Eugene opened his wallet?

The crowd at last week's Heisman ceremony in New York featured former winners Paul Hornung and Marcus Allen, Pride of The 'Ville Troy Smith, and . . . new Cleveland schools CEO Eugene Sanders?

That's right. Sanders, who wasn't even around when Smith attended Glenville, is the latest guy talking about slashing costs and saving money. Yet there he was at the $500-a-head Heisman dinner -- on a school night, no less!

According to district spokesman Alan Seifullah, Sanders claims to have made state history by actually paying his own way. But since school officials tend to be as forthcoming as Syrian diplomats, Punch wasn't buying.

Kacey Sisca, who helped organize the dinner, says Sanders' name wasn't on the list of invited dignitaries, and there's no evidence he bought a ticket. "He could've come as a guest of someone else," she offers helpfully.

Hmmm. But guests don't usually pay their own way, do they?

Something smells fishy

Lake Erie commercial fishermen should be resting easy. State bills to put them out of business seem to be dying a slow death in committee hearings. But, as Ohio officials are fond of saying, "If at first you don't screw the little guy, try, try again."
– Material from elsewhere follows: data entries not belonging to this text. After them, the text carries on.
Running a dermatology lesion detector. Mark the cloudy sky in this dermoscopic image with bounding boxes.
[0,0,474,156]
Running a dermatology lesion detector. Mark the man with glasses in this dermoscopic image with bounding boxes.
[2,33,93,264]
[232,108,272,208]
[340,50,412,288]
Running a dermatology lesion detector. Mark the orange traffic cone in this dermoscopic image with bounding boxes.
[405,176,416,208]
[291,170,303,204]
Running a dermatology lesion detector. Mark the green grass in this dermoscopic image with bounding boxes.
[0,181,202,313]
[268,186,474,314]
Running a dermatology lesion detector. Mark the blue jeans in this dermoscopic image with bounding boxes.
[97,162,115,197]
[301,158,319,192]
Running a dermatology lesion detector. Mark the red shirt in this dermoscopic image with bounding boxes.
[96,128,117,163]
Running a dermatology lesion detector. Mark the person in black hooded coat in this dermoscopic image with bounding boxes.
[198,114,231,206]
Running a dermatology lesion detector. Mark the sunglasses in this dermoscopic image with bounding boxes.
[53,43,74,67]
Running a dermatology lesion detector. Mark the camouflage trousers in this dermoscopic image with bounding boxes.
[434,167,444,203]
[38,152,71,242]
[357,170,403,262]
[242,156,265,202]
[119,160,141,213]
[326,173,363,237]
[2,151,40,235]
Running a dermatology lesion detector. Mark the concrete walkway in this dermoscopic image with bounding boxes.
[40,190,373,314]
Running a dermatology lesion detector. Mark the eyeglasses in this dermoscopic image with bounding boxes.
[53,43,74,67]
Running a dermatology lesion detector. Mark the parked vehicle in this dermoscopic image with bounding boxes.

It all started when a few of the fishermen pled guilty to poaching yellow perch last year. Legislators responded with bills to "buy out" (see "tear from their cold, bloodless hands") every license and open the lake solely to sport fishing ["The Battle for Lake Erie," September 6].

Now that those efforts appear stalled, the suits figure they'll just kill the fishermen the old-fashioned way -- Death by Regulation.
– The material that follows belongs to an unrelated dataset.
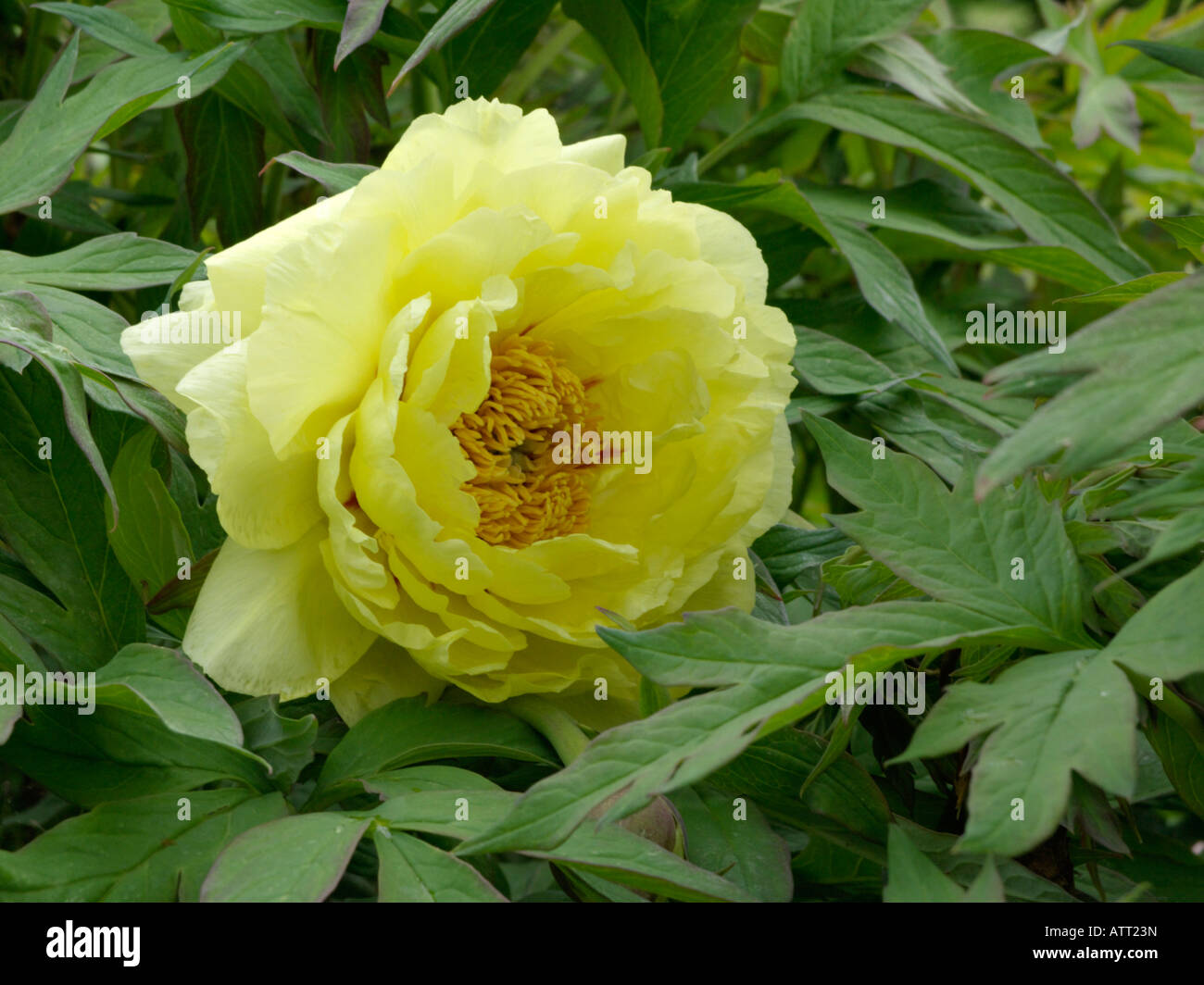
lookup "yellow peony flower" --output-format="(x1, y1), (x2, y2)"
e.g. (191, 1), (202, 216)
(121, 100), (795, 721)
Substitute bills would triple license fees and force fishermen to equip their boats with expensive catch-monitoring devices. But the real killer is a provision that would revoke the license of anyone who gets cited by the Division of Wildlife three times in 10 years.

Dean Koch, who wasn't implicated in the poaching sting, says that's virtually impossible, since Wildlife officers hand out tickets as freely as condoms at a gay pride parade. Koch has been pinched more times than he can count, once for netting just one undersized fish.
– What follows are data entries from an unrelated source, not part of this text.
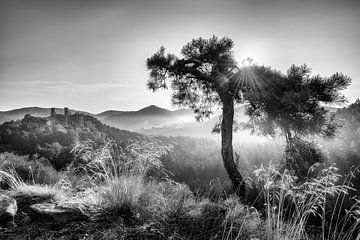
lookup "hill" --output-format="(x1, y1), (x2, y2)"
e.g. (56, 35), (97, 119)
(0, 109), (145, 170)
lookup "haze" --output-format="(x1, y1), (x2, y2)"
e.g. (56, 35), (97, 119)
(0, 0), (360, 113)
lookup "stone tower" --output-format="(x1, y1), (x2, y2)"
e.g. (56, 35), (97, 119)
(64, 107), (69, 124)
(50, 108), (56, 119)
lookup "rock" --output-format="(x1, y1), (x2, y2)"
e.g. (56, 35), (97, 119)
(29, 203), (87, 223)
(0, 193), (17, 221)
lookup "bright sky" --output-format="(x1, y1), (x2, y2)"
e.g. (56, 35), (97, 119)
(0, 0), (360, 113)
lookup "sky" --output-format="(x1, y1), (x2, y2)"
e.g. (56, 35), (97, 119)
(0, 0), (360, 113)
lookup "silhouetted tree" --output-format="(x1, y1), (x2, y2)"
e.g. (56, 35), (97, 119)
(147, 36), (245, 196)
(244, 65), (351, 176)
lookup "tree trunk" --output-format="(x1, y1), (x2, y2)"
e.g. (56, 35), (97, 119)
(221, 93), (245, 198)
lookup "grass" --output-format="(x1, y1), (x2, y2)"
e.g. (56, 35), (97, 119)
(0, 142), (360, 240)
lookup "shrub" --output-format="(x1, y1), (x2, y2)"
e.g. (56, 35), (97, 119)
(0, 152), (60, 185)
"With the way the Wildlife people are, they could write you three citations all in one day," says Koch. "I don't think it's fair to put all these restrictions on the innocent people that never done anything."

A very special honor

The Ohio House last week passed legislation to give black fraternities and sororities their own specialty license plates.

This is quite an honor. If the measure gets past the Senate, organizations like Alpha Phi Alpha will join a select group of honorees that includes the Eagle Scouts, the Future Farmers of America, the zoo, the Rock and Roll Hall of Fame, the Rotary, scenic rivers, cattlemen, bald eagles, white-tailed deer, wild turkeys, smallmouth bass, Smokey Bear, some lamp in Toledo, cats, dogs, kids, and only 50 other very special groups.

This important distinction will allow black frats and sororities to stand out from the remaining 26 drivers who still have standard Ohio plates.

In related news, regular frats continue to fight for their own specialty plates, but have been stymied by their insistence that they include the slogan: "Freshman girls: Get 'em while they're skinny."

OSU-Florida, priced to move

Tickets for Ohio State's Championship Game are moving slower than Cosey Coleman on a trap play. So brokers are passing the savings on to you: For the low, low price of half a year's mortgage payments, you can see the Buckeyes take on Florida in Phoenix on January 8.

Prime tickets are priced to move at $5,000 a pop, according to Scott Merk of Merk's Tickets in Cleveland. And pocket change buys you a nosebleed seat for just $1,500. (For those who favor the pro game, the same $5,000 investment can snag you 250 seats to the Browns' Christmas Eve tilt against Tampa. Treat everyone you know!)

A cynic might argue that five grand for three hours of football does not constitute rollback pricing, but Merk says it could have been worse: An Ohio State-Michigan rematch would have jacked tickets upwards of $8,000 each (advertised price does not include alcohol or bail bondsman services).

"You're always gonna get more action for [Ohio State and Michigan], because we're in the Midwest going to a warm climate," Merk says, noting that Florida fans historically suck at supporting their team in bowl games, a suckage not believed linked to weather.